Colic dances. The type of choreography that works best to soothe colic mimics the motion that a baby experiences while in the womb: up and down, side to side, and forward and backward. My favorite dance is one that I call the elevator step. Holding your baby securely in the neck-nestle position, spring up and down, heel to toe, as you walk. Another comforting ritual is the dinner dance. Some babies love to breastfeed in a sling or carrier while you sway to music. Your movement plus his suckling will help settle even the most upset infant.
Baby bends. The gas pump: Lay Baby faceup on your lap and slowly pump her legs in a bicycling motion. The colic curl: Place Baby’s back against your chest and encircle your arms under her bottom, then curl your arms up.
Baby bounces. Lay your infant tummy-down over a large “physio” ball (available through infant-product catalogs), place a securing hand on his back, and roll the ball in a circular motion (be very careful not to lose your hold on the baby). Or hold him in your arms and bounce up and down while you sit on the ball.
Tummy tucks. Place your baby stomach-down on a cushion or a warm (not hot) water bottle wrapped in a cloth diaper and rub her back.
Tummy touches. Sit your baby on your lap, place your palm over his navel, and encircle his abdomen with your fingers and thumb. Then lean him forward and gently press your hand into his tense belly. Or lay your baby on his back and picture an upside-down U on his abdomen. Using warm massage oil, gently knead his tummy with a circular motion, massaging clockwise (as you face him) along the lines of the imaginary U.
Warm caresses. A dip in the tub will relax both of you. Or try another proven fuss buster: While lying on your bed or the floor, hold your baby tummy to tummy and skin to skin with her ear over your heart.
Magic mirror. Hold your baby in front of a mirror and let him witness his own drama. Place his hand or bare foot against his image and watch him grow silent.

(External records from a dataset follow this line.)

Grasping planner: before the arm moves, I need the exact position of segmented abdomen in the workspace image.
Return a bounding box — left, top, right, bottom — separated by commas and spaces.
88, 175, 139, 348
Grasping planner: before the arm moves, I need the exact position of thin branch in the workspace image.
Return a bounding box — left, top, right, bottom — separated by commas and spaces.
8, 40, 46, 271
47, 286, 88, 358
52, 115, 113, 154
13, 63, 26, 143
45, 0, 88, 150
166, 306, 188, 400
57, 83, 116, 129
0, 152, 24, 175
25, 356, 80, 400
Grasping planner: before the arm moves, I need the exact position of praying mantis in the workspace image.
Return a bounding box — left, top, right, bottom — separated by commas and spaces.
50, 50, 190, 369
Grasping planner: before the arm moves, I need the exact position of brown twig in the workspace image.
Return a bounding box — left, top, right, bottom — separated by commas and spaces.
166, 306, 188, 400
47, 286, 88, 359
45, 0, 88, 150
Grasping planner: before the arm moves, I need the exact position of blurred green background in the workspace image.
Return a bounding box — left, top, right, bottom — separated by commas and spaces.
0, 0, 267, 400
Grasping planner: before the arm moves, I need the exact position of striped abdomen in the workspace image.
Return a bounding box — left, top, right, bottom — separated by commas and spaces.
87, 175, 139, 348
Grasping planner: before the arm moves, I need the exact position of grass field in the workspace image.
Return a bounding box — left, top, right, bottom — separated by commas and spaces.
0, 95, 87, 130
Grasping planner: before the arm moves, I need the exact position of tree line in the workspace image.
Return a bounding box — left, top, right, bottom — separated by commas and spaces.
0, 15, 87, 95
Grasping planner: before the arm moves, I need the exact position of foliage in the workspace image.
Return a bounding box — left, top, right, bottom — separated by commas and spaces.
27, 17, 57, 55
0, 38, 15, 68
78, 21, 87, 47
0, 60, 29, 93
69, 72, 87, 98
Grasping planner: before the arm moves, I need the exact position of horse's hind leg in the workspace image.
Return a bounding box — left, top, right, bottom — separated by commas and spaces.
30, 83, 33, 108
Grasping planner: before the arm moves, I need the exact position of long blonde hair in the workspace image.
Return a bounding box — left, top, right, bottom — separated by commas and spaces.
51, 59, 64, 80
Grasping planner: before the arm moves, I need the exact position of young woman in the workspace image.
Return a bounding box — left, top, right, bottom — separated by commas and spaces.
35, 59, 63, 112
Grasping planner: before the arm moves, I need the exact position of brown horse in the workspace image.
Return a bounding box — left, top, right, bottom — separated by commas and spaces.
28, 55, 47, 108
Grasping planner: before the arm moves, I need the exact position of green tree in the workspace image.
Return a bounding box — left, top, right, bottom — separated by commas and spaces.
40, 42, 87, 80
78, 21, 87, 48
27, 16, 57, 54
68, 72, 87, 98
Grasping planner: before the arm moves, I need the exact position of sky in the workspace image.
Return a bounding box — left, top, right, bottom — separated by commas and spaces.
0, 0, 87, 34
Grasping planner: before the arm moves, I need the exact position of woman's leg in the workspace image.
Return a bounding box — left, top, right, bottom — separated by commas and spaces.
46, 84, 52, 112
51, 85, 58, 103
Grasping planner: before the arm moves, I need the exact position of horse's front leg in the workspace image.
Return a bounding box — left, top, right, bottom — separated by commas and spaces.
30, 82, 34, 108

Babywearing. Think of pregnancy as lasting a year or more — nine months inside and several months outside. One theory is that colic is a side effect of disorganized biological rhythms. During pregnancy, a baby’s biological systems are automatically regulated. Birth disrupts this organization, but if parents extend the womb experience by “wearing” their baby a few hours a day in a sling or carrier, they may provide external regulation that helps organize her biological rhythms.
SWEET RELIEF AT LAST
When will it stop? Colic with no diagnosed medical cause tends to peak at 6 to 8 weeks and diminish by about 4 months. What’s so special about 4 months? Around then, a baby develops more internal organization; his digestive system matures, and food sensitivities may subside; he can see clearly and is distracted from his fussing by the visual attractions around him; and he can play with his hands and engage in self-soothing finger sucking as well as waving his limbs in order to blow off steam.
As heart-wrenching as your baby’s colic is now, remind yourself that it won’t last forever. If you can get through this, the terrible twos will seem like a piece of cake.